May pushed aside the curtain and went back into the glow and warmth of the room.
She gathered up her knitting and thrust it into the bag.
"Are you going?" asked the Warden. He was standing now in the middle of the room watching her.
"I'm going," said May.
"I've driven you away," he said, "by my dismal talk."
"Driven me away!" she repeated. "Oh no!" Her voice expressed a great reproach, the reproach of one who has suffered too, and who has "dreamed dreams." Surely he knew that she could understand!
"Forgive me!" he said, and held out his hand impulsively. At least it seemed strangely impulsive in this self-contained man.
She put hers into it, withdrew it, and together they went to the door. For the first time in her life May felt the sting of a strange new pain.
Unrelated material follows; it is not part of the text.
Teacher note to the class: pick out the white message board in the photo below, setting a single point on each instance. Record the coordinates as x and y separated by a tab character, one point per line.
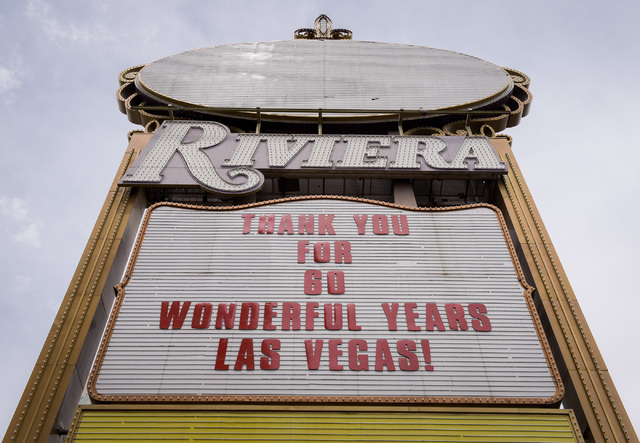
324	300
The open door led away from warmth and a world that was full and satisfying – at least it would have led away from such a world – a world new to her – only that she was saying "Good night" and not "Good-bye." Later on she would have to say "Good-bye." How many days were there before that – five whole days? She walked up the steps, and went into the corridor. Louise was there, just coming towards her.
"Madame desires me to say good night," said Louise, giving May's face a quick searching glance.
"I'll come and say good night to her," said May, "if it's not too late."
No, it was not too late. Louise led the way, marvelling at the callous self-assurance of English people.
Louise opened her mistress's door, and though consumed with raging curiosity, left Mrs. Dashwood to enter alone.